Portrait of a Couple: The Wills of the Silvesters of Foxham
Written by Louise Ryland-Epton
In 1851 Henry Silvester, a basket maker by trade was living in Foxham. He was seventy, still working but as an owner of a number of properties, a man of some means. He was married to Maria. The couple had married late when Henry was about forty-three and Maria (then a Vines) in her fifties. Maria’s age is somewhat ambiguous. According to the census she was either five years or eleven years older than her husband. Her age, at her death in 1851, was different again but her likely baptism record shows she was born in 1770 and it is probable, therefore, she was fifty-four when she married. Unsurprisingly they had no children.
Their marriage may have been motivated for economic reasons rather than romantic sentiment (these were different times). It seems that Maria was able to sign her name whilst Henry was not. Possibly Maria, with some education, could support her husband’s business interests. As Maria’s own family were reasonably well off and the scant evidence suggests Henry’s origins were more humble, it is conceivable Maria may have originally owned the property which Henry later bequeathed at his death. On marriage a single woman with property would automatically surrender it to her husband. Reason enough perhaps for a woman not to marry or at least take her time in choosing a spouse. This may account for the reason Henry left his entire estate to his wife in her life- time, although Henry’s will also suggests an affection for his wife.

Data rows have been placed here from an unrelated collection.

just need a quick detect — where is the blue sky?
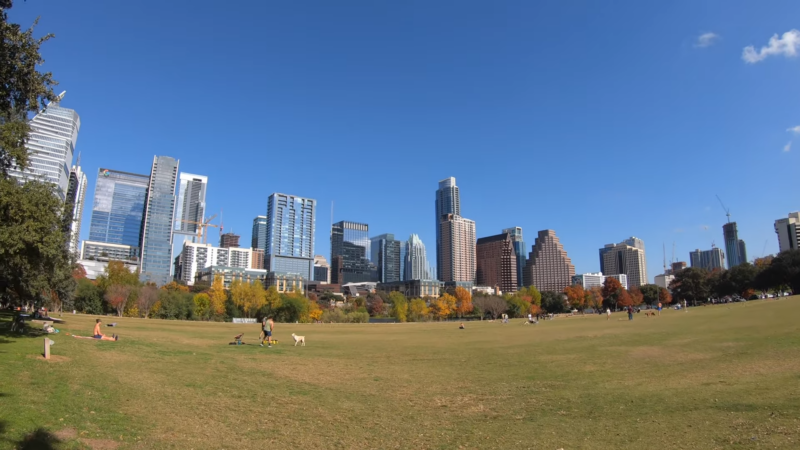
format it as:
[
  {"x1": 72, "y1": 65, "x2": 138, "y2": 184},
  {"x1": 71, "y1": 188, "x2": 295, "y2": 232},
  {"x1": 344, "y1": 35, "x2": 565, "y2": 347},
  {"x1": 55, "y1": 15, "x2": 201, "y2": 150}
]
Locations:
[{"x1": 10, "y1": 0, "x2": 800, "y2": 280}]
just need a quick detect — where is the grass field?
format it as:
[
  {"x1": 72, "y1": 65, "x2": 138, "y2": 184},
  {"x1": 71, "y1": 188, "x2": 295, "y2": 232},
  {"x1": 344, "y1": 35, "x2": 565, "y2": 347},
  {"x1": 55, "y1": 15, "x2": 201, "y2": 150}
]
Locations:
[{"x1": 1, "y1": 298, "x2": 800, "y2": 449}]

Maria is likely to have been inclined towards religious non-conformity. Neither Silvester will contained supplications to god and but Maria left money to both the Moravians in Tytherton and Wesleyans in Christian Malford, although these were small compared to the rest of her estate. Henry’s will reveals nothing about his feelings.

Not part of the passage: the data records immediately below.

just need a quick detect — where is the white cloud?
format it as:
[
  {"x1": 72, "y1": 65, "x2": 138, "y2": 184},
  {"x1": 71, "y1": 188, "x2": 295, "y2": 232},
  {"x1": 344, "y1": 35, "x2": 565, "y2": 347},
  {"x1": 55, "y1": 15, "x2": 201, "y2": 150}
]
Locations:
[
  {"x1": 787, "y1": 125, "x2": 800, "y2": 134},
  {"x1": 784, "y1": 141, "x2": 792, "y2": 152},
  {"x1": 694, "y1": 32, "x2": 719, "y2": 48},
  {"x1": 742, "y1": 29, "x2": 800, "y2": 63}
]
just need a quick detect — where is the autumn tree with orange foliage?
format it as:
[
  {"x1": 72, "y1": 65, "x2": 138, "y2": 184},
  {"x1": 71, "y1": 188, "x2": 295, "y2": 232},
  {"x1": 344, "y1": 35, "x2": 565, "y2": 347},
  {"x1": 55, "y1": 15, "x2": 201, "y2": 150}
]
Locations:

On his death, Henry owned four properties which included one in Foxham occupied by his great niece, Harriet Reeves. After Maria’s death his will directed that Harriet should be given the property she lived in. Another cottage in Foxham was inhabited (and I assume rented) by an agricultural labourer and his family. This was to go to Henry’s great nephew at Maria’s demise.
In her own will Maria also left bequests to her family, including £40 to her sister and £130 to a Jane Hughes, probably her unmarried niece. The bequest to Jane is interesting as Maria directed her to ‘pay and apply the same according to her discretion for the equal benefit and advantage of the children of the late Joseph Hughes of Warminster.’ The most likely ‘Joseph Hughes’ was buried in April in 1851 aged just 44 with a young family. Given an implied familial link, a near relative. Maria also left substantial bequests to William Reeves (husband of Henry’s niece Harriet) and a William Matthews. These were working men, a sawyer and agricultural labourer, and the gifts would have been a huge boon to these men’s families. As near neighbours to the Silvester’s I wonder if Matthews and his wife, to whom Maria left a silver cup, may have supported them in old age. Maria was probably eighty-one when she died.
Maria’s will was made five days after Henry’s death in 1851 only a short time before her own demise. They were buried exactly two weeks apart at Foxham in October 1851. The cause of death is unrecorded. A tender picture could be painted of a devoted couple. Perhaps Henry’s widow was unable to cope without him. However, the reality may have been very different.
Notes: The wills of Maria & Henry are on Ancestry (Ref: WSA, P1/1851/66 and P1/1851/63).